Ship the goods to a location specified by the buyer. This option is known as a "destination contract." Some destination contracts will involve shipping goods to a third party, who will then hold the goods for the buyer. (The third party in this situation is technically known as a "bailee.") In such situations, the UCC requires the seller to provide the buyer with the necessary documents to allow the buyer to get the goods from the third party.

As a final point, it's worth noting that if the goods are being shipped to the buyer, the buyer has an obligation to provide facilities reasonably suited to receive the goods.

Seller's Duty to Mitigate When the Buyer Breaches

We know that the seller is responsible for performing their obligations under the contract. But what happens when the buyer doesn't perform their obligations and breaches the agreement? In that case, the seller has remedies available just like the buyer. But the seller also has obligations—namely, the duty to mitigate damages.

If a buyer fails to purchase the goods according to the sales agreement—either by wrongfully rejecting the goods, revoking their acceptance of the goods, or not paying for the goods—the seller must make reasonable efforts to sell the goods to another party. If it's a private sale, the seller must give notice to the buyer of the proposed sale.

Exceptions to Seller's Duty to Mitigate the Damages

There are several exceptions that might relieve a seller of its duty to mitigate:

  • when the goods can't be resold, such as those ordered on commission, or
  • when the goods are no longer in the seller's possession.

In both instances, the seller would be entitled to damages equal to the full contract price.
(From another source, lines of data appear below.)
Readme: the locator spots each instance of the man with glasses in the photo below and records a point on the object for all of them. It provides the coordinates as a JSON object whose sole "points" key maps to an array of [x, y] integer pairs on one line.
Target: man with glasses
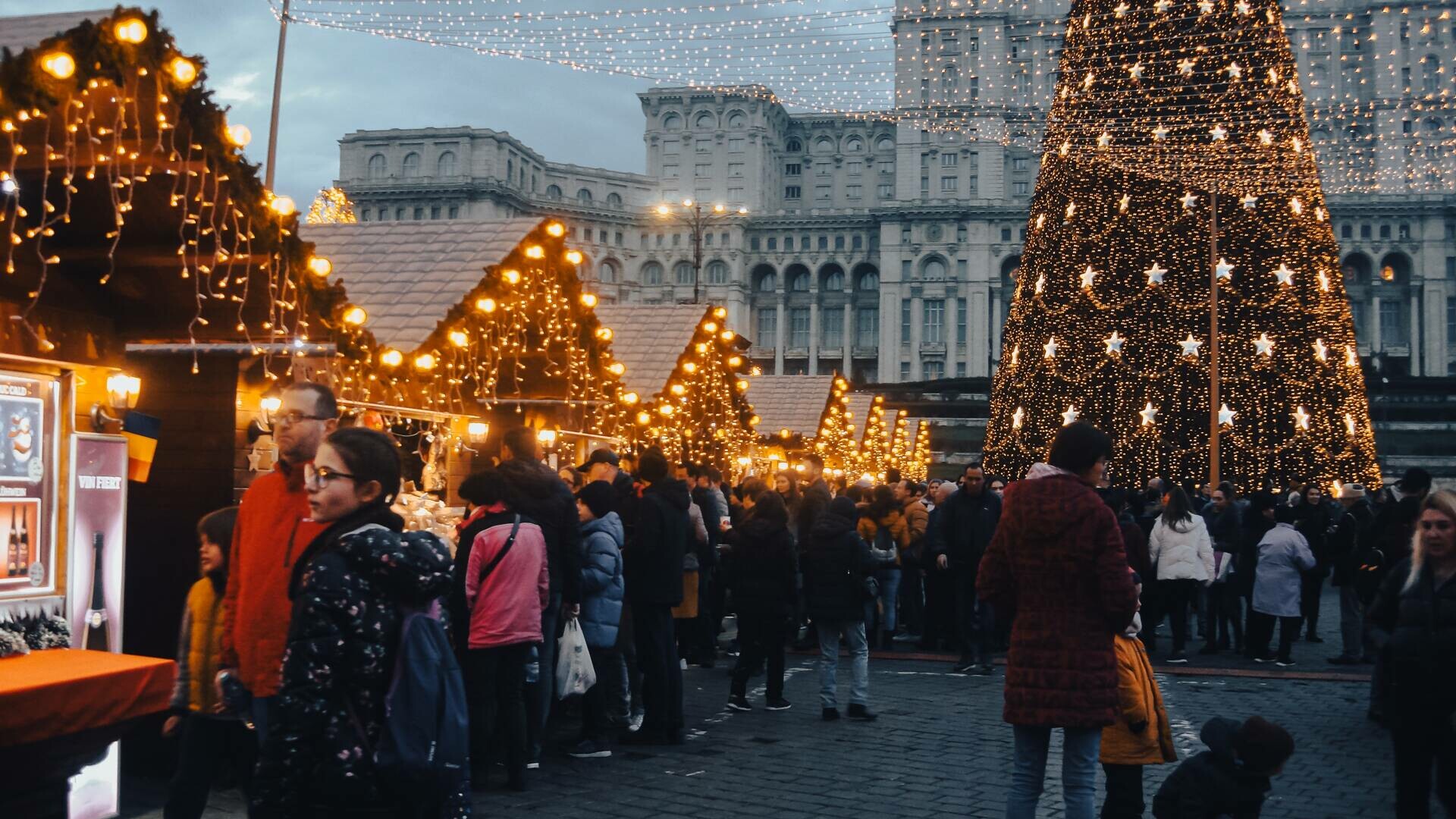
{"points": [[273, 529]]}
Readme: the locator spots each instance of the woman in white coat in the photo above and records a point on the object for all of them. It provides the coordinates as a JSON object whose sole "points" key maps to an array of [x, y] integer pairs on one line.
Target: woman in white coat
{"points": [[1183, 554]]}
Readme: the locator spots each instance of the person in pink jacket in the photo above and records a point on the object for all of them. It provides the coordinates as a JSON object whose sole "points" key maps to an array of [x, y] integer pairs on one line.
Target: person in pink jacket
{"points": [[507, 586]]}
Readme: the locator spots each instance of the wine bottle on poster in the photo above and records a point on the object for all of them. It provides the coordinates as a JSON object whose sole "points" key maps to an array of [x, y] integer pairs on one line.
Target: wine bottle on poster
{"points": [[98, 630]]}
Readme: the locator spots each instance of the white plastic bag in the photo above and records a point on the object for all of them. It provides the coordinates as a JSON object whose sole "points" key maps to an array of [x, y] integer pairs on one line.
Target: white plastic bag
{"points": [[574, 672]]}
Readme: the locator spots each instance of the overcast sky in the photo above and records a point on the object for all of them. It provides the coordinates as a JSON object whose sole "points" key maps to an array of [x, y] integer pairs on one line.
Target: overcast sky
{"points": [[340, 82]]}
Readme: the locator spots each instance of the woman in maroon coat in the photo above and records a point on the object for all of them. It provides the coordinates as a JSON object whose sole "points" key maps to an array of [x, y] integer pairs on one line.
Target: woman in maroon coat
{"points": [[1057, 561]]}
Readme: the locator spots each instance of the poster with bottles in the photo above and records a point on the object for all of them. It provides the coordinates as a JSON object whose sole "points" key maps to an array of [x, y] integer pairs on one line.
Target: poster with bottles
{"points": [[28, 416]]}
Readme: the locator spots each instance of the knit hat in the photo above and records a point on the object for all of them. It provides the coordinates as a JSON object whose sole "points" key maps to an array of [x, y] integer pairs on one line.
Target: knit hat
{"points": [[1263, 746], [599, 497]]}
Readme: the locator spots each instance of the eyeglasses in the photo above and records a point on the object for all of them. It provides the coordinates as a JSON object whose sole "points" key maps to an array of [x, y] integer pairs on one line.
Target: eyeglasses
{"points": [[321, 477]]}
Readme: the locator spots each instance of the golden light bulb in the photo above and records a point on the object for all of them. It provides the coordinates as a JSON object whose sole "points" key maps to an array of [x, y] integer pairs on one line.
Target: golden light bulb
{"points": [[130, 30], [58, 64], [182, 71]]}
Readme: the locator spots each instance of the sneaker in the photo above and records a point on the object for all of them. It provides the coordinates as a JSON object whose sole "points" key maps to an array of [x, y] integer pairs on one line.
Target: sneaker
{"points": [[588, 749]]}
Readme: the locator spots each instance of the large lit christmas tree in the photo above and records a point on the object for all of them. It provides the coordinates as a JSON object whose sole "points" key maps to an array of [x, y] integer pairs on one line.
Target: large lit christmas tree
{"points": [[1181, 281]]}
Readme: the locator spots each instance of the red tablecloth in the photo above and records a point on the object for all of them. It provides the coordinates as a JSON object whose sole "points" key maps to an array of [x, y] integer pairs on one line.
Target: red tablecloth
{"points": [[60, 691]]}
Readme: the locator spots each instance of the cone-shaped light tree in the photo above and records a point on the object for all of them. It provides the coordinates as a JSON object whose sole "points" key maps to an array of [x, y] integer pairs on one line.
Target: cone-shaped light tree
{"points": [[1181, 284]]}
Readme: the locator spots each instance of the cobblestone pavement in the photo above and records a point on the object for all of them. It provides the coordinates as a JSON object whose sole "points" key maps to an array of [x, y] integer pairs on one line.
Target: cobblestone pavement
{"points": [[938, 749]]}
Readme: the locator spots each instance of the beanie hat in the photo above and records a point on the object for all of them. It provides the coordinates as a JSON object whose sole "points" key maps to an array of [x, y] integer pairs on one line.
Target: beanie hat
{"points": [[599, 497], [1263, 746]]}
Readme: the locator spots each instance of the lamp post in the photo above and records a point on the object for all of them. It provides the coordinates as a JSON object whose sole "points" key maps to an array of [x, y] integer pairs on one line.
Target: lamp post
{"points": [[698, 222]]}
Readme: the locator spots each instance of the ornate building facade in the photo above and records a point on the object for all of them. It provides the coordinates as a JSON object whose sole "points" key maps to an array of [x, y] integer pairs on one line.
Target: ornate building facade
{"points": [[887, 246]]}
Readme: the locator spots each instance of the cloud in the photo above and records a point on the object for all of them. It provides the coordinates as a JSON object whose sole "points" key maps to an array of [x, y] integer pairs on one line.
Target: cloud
{"points": [[237, 88]]}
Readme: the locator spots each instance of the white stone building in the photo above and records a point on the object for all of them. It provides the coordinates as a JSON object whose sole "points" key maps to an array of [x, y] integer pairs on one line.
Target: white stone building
{"points": [[886, 246]]}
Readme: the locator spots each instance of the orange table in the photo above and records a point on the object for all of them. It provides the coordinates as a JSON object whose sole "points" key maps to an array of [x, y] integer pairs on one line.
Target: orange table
{"points": [[63, 691]]}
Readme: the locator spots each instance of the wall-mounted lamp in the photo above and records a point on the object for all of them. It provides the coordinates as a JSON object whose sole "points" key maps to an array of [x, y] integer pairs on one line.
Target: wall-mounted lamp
{"points": [[121, 395]]}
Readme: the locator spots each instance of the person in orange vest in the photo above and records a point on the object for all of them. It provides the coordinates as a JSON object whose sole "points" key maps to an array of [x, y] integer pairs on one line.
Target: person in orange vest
{"points": [[274, 526]]}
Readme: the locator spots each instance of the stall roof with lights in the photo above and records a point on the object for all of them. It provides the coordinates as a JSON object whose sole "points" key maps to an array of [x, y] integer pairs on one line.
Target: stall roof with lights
{"points": [[789, 403], [408, 275]]}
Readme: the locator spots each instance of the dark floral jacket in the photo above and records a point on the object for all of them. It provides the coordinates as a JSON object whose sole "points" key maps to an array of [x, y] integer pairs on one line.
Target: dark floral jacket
{"points": [[340, 656]]}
For example, suppose Oscorp Inc. commissioned an artist, May Parker, to paint a picture of the company's founder, Norman Osborn, for $50,000. May paints the picture and Oscorp wrongfully rejects the painting. Because the painting was ordered on commission and isn't reasonably resalable, May wouldn't have a duty to mitigate the damages.

Calculating the Seller's Damages

If the seller resells the goods, the measure of damages is the difference between the resale price and the contract price, along with any incidental damages. You subtract from this amount any expenses the seller saved as a result of the buyer's breach.

Under the UCC, "incidental damages" are defined as any expenses the seller incurred:

  • to stop the delivery of the goods
  • to transport, care for, and hold the goods after the buyer's breach, and
  • in connection with the return or resale of the goods.

(U.C.C. § 2-710 (2023).)

For example, suppose a manufacturer sold a company 100 construction cones for $3,000 in total. The manufacturer delivers the cones to the company's shop but the company wrongfully refuses to pay, breaching the contract. The manufacturer has to transport the cones back to its warehouse. The manufacturer makes a reasonable effort to find another fit buyer and sells the 100 cones to another business for $2,000. Under the UCC, the manufacturer would be entitled to $1,000 (the difference between the resale price and the contract price) plus the expense of transporting the cones back to its warehouse (the incidental damages).

If, alternatively, the seller can (but has not yet) resold the goods, the measure of damages would be the difference between the contract price and the market price at the time of the buyer's breach.

Additional Guidance for Sellers

While the UCC provides rules to protect businesses and customers, these rules typically align with what most people would view as reasonable. And if there's an issue in the sale, many buyers and sellers can work it out. But if you and the buyer can't find a solution under the UCC rules or you need help interpreting the model code, consider consulting a business lawyer. They can help you find a resolution and advise you on your state's laws as they relate to your situation.